デュークが支えている骨組みを隊員たちが直している間に、ティファーシャを抱き上げて、彼女が休む臥所へと運ぶ。
その様子を悔しそうに、羨ましそうに、落ち着かない様子で見守っていた二人の天使に声をかけた。

「天幕の固定が甘かったようで申し訳ないことをした。怪我はないと思うんだが…。…フィンカナ、カヌシャ。この子を看てあげてくれ」

「は…はいーっ!」

自分たちの名前を憶えてもらっただけでも、二人の天使は天にも昇る気持ちだったのだろう。
二人が甲斐甲斐しく世話を始めた隙に、デュークは妙な疲労感を覚えながら、自分が滞在する天幕へと帰って行った。



翌朝、天幕から出たセルティアは、この荒れ地にはあり得ない気配を感じ取り、慎重にその場へと歩を進めていった。

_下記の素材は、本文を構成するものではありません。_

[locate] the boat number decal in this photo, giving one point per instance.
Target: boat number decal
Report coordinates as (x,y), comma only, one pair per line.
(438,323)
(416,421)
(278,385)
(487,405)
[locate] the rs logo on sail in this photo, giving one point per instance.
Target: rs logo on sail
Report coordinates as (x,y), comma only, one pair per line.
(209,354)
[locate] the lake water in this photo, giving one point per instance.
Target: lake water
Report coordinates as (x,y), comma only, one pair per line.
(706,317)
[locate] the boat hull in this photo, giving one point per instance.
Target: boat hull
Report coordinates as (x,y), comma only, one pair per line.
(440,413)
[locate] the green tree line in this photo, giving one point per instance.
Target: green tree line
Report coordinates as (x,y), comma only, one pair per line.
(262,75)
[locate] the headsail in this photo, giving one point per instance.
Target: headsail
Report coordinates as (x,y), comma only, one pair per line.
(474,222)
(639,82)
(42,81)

普段ならイオリギが手を引いてくれるが、実際はその手は無くともゆっくりであれば移動はできる。
とっくに世話役の役目も終えて、自分から離れてもいいイオリギが未だに傍にいるのは、どちらも子離れ親離れができないということなのだろう。
その手が無い寂しさを少し感じれば、苦笑が漏れた。

「…この辺り、ですね」

気配を感じた場所に辿り着くと足を止める。
そこは昨日の浄化で、サフォーネが不思議な行動をした場所だった。
セルティアは精神を研ぎ澄ますと、大地から柔らかな温もりを感じた。
その場にしゃがみこみ、大地に手を翳す。

「!…これは…」

「セルティア?どうした?大丈夫か?」

ふいに声を掛けてきたのはルシュアだった。
天幕から出るセルティアを見かけ、危険なことがないか遠くからその様子を見守っていたが、しゃがみこむ姿を見て気分でも悪くなったのかと駆け寄ってきたのだ。
近寄ってくる気配の方へ振り返り、セルティアは地面を指し示す。

「ルシュア、ここに何が見えますか?」

問いかけられる口調はいつものもので、少しほっとしたルシュアは、セルティアの頭より高いところからその場所を覗きこむ。

「まさか、これは…!」

そこには小さいが、草の芽が顔を出していた。
それは点々と、二人を囲むくらいの範囲に散らばっていた。

「もう緑が芽吹いている?」

驚く声に「やはり」と確信したセルティアは、ひとつの答えを導き出す。

「これは恐らくサフォーネ…あの子の力…」

「サフォーネが?一体どうやって…」

「浄化のあと、あの子の行動を見ましたか?」

「あぁ、大地に傅く様にしていたな…あれがそうなのか?だが、それだけでこんなことが?」

「ひとつの仮説ですが、精霊は大地に根付くと言います。あの子が精霊たちに何か語っていたとしたら…」

「!…精霊の加護を受けたサフォーネならではの…ということか…」

セルティアが立ち上がろうとすると、ルシュアはその手を取って支えてやった。

「ルシュア、頼みがあります。ここでの任務が終わったあと、この地にある土や枯れ木を幾つか搾取してもらいたいのです」

「あぁ、それは構わんが…どうするんだ?」

「その力が本物か聖殿で実証するためです。もちろん、この後もあの子の動向は注目していきますが…」

「わかった。頼むぞ」

言いながらルシュアは再び地に視線を落とす。

(普通なら、再び緑が芽吹くのは、早くても三年掛かるところを…)

そしてこれは明らかに浄化の力ではない。
まだ天幕の中で眠っているであろうその天使は、一体何者なのか…。


やがて、闇祓いの騎士たちが起床し、動ける者たちだけで見回りに入る。
魔烟の湧く痕跡でもあれば、そこへ剣を打ち立て駆除を行うためだ。

浄清の天使たちも準備が整うと、再び浄化の儀式を行う。
二回目の浄化で魔烟を感じることはほぼ無いが、万が一取りこぼしがあれば、それを補っていく。

騎士たちの方は特に異変が無かったのだろう。
見回りが一通り終われば、浄清の天使たちの儀式を遠巻きに見守る。
デュークは特にサフォーネの様子を注意深く見ていた。

「隊長、サフォーネってすごいですね…俺でも分かります」

「…あぁ、そうだな」

傍らに来たカルニスの言葉に適当に相槌を打つデュークの頭には、昨夜のセルティアの言葉が蘇っていた。